Laurette immediately started gathering all the blankets and piling them on me.
I said I was going to go to sleep so I would be better in the morning. The first broom hockey game was supposed to be at nine.
Well guess what? I woke up at nine feeling just as badly as the night before. Before I even rolled over I had stuck that levaquin down my throat praying it would work and I could have a decent day.
When my stomach threatened to send it back, I took another Kytril and another ativan to keep it there. When the pain from the muscle and joint aches and the breathing was too much, I took my 10 mg of oxycontin and 10 mg of oxycodone on top of that just to make sure I would be able to function for a while.
I did. I functioned long enough to go to the carnival, chill in my chair by the fire or by the game and take some pictures. I was able to talk to a couple people who I loved and missed and made plans to meet up with them later after I had my nap.
I did all this before remembering that I had to rush Lexi to B-ball practice because her pizza party was today.
Yes, I felt this terrible, took that many medications to remedy it, and I was talking care of two children. Okay, so they are 5 and 9, but damn, I think many of you out there are voting that I wasn’t even capable of taking care of myself.
I was lacking a little in the judgment department when I decided to haul ass to get Lexi to our house and to practice as quickly as possible.
Thank goodness the stars were looking out and I had not put my car in 4 wheel drive. I sent my jeep straight into one of my snow banks alongside the driveway.

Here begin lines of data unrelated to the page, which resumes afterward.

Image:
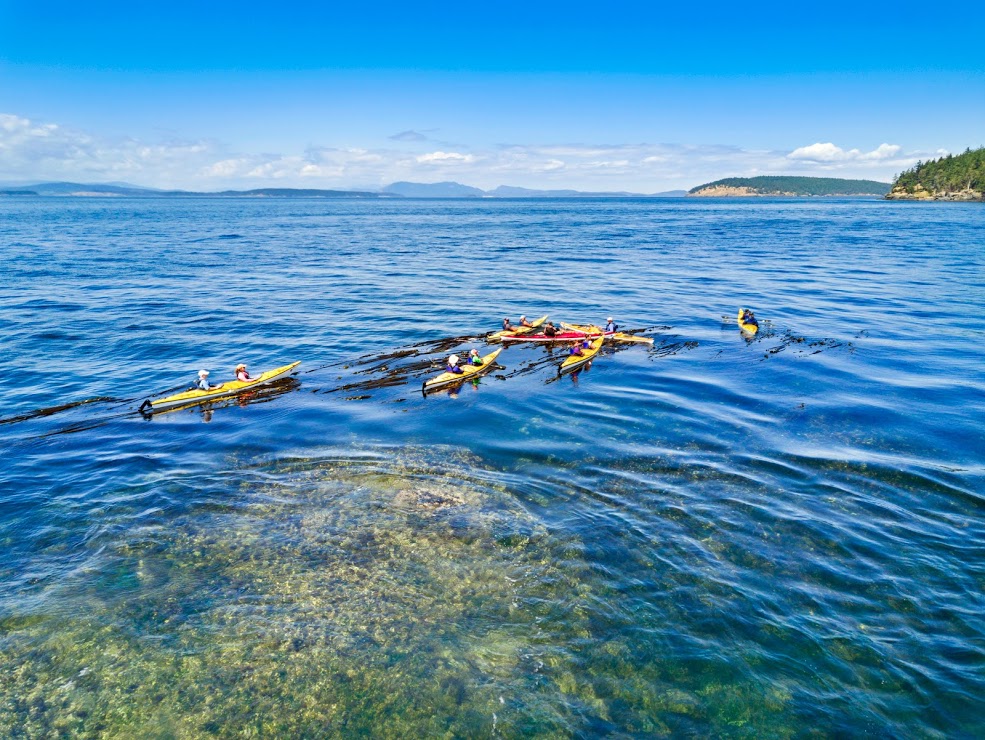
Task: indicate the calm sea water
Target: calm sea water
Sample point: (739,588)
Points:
(773,537)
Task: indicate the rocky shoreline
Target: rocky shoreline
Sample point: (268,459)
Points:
(920,193)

I didn’t think it was a big deal, I like to take the corners fast at my house and threaten the snow banks, but this time, the snow bank won, I was stuck.
J came out with a shovel and demanded we fix this before we took Lexi to practice, but I decided I shouldn’t really be driving anyway and made for the house.

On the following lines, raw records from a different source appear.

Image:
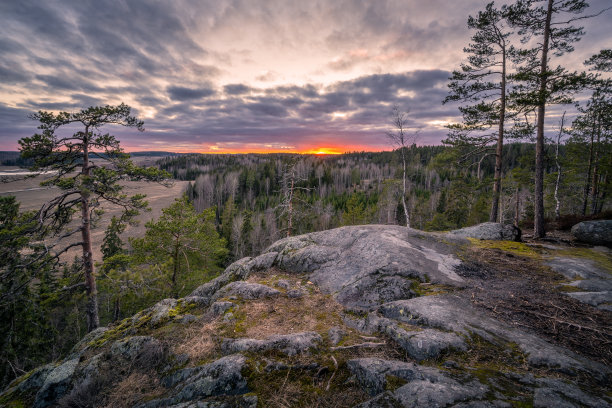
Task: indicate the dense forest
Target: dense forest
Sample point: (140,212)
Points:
(249,193)
(236,205)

Jon and Brynn got the jeep out of the bank later with some chains while I was comfortably asleep in my bed.
I did manage to cook the meatballs and the pasta salad and get the whole buffet set up with the plates and the plasticwear, etc. before Laurette and I decided to escape for a “nap.”
Except our “nap” lasted from 3-5pm when the kids found us and decided to turn on spongebob and jump on the bed.

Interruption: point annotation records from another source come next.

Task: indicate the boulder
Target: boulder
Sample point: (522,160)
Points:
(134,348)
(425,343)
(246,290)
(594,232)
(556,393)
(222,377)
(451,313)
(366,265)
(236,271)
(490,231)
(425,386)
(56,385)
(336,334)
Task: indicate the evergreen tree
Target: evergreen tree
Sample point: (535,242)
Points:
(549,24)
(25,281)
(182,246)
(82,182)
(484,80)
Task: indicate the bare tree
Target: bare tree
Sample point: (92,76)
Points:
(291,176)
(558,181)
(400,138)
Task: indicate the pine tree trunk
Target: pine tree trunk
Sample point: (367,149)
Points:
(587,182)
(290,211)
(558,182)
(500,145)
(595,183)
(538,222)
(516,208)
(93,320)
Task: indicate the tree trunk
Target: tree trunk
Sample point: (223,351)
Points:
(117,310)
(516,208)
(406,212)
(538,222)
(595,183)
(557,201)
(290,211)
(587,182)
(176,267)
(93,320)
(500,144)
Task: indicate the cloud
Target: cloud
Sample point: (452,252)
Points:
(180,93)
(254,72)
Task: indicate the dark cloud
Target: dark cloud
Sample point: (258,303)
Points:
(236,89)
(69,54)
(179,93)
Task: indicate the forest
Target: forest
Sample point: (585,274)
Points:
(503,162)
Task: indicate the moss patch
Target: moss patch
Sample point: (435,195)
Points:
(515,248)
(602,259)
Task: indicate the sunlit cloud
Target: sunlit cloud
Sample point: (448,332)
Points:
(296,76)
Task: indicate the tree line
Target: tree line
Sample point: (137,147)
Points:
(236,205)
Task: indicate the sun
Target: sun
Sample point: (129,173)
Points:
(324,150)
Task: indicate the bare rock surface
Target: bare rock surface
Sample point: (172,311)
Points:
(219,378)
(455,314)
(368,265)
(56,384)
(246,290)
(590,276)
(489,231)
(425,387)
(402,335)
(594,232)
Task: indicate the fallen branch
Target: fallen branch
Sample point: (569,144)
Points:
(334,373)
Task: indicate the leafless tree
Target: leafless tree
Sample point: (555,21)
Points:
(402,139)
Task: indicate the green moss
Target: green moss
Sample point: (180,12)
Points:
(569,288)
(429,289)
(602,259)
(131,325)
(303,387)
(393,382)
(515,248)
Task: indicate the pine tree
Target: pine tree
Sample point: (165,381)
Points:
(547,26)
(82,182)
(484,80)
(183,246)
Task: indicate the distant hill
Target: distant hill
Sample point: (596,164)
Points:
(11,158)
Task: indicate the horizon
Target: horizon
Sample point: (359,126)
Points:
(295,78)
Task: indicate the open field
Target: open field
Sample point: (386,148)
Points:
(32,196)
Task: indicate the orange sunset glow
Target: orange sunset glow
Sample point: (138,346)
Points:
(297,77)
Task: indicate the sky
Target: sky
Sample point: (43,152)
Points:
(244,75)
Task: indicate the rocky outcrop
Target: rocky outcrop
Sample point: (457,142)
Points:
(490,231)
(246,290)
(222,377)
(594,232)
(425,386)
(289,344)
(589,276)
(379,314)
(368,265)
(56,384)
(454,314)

I decided to get up and hang out with the girls I’d invited over while I was awake, but that didn’t last so long since I was still feeling miserable.
I might have given them a whole 2 hours before going back to be to pass out for the entire night.
I only woke up during the night to take the “absolutely necessary meds;” prograf, and to try to ring out my shirt from all the sweating I was doing by having my fever FINALLY break.
When I rolled out of bed I knew it was to take a shower immediately because all the sick funk that had been in my body had decided to sweat it out during the night.
I needed to be clean.
I also needed to repeat the morning cocktail from yesterday since I still felt like Holy Hell and hadn’t eaten since Friday afternoon. It is now Sunday morning.
One mg of ativan, 1 mg of kytril, 10 mg of oxycontin, 10mg of oxycodone, and my levaquin got me out of bed this am, and that does not even include the standard medications I need to keep my body at a beautiful functioning homeostasis.
These medications represent what was absolutely necessary to drag myself out of bed to spend some quality time with my friends.
These are the measures I take to have a semblance of a life, and despite being sick, I’m still happy.
I’m happy my friends that I’ve had for the past 8 years that I bonded with over rowdy night outs and weekly clubbing escapades have evolved with me to a place where I can be sick and disabled and they can now understand and love me with my limitations.
I’m a lucky girl.
No matter how much my body misbehaves and my lungs suck.